Conditional variables in fit functions

Curve fitting uses partial derivatives of your fit function with respect to the fit coefficients in order to find the gradient of the chi-square surface. It then solves a linearized estimate of the chi-square surface to find the next estimate of the solution (the minimum in the chi-square surface).
Since Igor doesn't know the mathematical equation for your fit function, it must approximate derivatives numerically using finite differences. That is, a model value is calculated at the present estimate of the fit coefficients, then each coefficient is perturbed by a small amount, and the derivative is calculated from the difference. This small perturbation, which is different for each coefficient, is called "epsilon".
You can specify the epsilon value for each coefficient by providing an epsilon wave to the CurveFit or FuncFit operations using the /E flag. If you do not provide an epsilon wave, Igor determines epsilon for each coefficient using these rules:
If the coefficient wave is single precision (not recommended):
if coef[i] == 0
eps[i] = 1e-4
else
eps[i] = 1e-4*coef[i]
If the coefficient wave is double precision:
if coef[i] == 0
eps[i] = 1e-10
else
eps[i] = 1e-10*coef[i]
In the Curve Fitting dialog, when you are using a user-defined fitting function, you can select an epsilon wave from the Epsilon Wave menu. When you select _New Wave_, or if you select an existing wave from the menu, Igor adds a column to the Coefficients list where you can edit the epsilon values.
There are a couple of reasons for explicitly setting epsilon. One is if your fit function is insensitive to a coefficient. That is, perturbing the coefficient makes a very small change in the model value. Sometimes the dependence of the model is so small that floating-point truncation results in no change in the model value. You have to set epsilon to a sufficiently large value that the model actually changes when the perturbation is applied.
You also need to set epsilon is when the model is discrete or noisy. This can happen if the model involves a table look-up or a series solution of some sort. In the case of table look-up, epsilon needs to be large enough to make sure that you get two distinct values out of the table.
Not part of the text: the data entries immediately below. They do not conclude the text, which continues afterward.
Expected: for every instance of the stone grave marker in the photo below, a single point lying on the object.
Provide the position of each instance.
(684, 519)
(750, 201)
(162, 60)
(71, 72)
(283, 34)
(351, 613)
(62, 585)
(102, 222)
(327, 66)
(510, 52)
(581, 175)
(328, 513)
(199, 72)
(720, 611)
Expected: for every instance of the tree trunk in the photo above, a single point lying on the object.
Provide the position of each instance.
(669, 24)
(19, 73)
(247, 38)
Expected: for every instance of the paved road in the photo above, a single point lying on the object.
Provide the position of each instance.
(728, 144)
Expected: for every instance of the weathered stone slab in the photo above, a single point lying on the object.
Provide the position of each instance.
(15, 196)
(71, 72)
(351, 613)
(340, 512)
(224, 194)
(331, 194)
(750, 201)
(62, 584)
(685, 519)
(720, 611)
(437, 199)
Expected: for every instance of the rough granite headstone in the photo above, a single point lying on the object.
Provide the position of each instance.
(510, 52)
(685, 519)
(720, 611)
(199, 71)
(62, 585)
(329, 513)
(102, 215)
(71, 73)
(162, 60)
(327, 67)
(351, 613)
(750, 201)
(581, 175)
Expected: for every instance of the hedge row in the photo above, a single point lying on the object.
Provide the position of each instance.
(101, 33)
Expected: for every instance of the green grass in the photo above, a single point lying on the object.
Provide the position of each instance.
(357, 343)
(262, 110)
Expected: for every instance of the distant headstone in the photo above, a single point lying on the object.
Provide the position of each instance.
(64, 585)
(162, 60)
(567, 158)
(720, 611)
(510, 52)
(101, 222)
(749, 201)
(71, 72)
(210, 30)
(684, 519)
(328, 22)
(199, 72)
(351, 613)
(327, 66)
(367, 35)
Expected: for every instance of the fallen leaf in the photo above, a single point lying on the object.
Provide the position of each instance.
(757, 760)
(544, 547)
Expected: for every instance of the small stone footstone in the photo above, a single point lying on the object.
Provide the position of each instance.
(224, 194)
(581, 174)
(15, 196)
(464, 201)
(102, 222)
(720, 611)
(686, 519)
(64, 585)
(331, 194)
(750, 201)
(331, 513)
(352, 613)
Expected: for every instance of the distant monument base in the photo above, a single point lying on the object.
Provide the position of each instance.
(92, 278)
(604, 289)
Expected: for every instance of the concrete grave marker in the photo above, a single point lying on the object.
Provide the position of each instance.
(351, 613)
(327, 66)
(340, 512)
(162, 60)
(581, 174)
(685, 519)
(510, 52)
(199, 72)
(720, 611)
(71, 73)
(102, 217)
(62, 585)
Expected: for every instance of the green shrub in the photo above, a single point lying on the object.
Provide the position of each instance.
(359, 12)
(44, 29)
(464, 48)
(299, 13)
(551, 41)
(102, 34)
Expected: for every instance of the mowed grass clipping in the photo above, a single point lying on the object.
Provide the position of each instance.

In the case of a series solution, you have to stop summing terms in the series at some point. If the truncation of the series results in less than full floating-point resolution of the series, you need to make sure epsilon is large enough that the change in the model is larger than the resolution of the series. A series might include something like a numerical solution of an ODE, using the IntegrateODE operation. It could also involve FindRoots or Optimize, each of which gives you an approximate result. Since these operations run faster if you don't demand high precision, there may be a strong incentive to decrease the accuracy of the computation, and that may in turn lead to a need for an epsilon wave.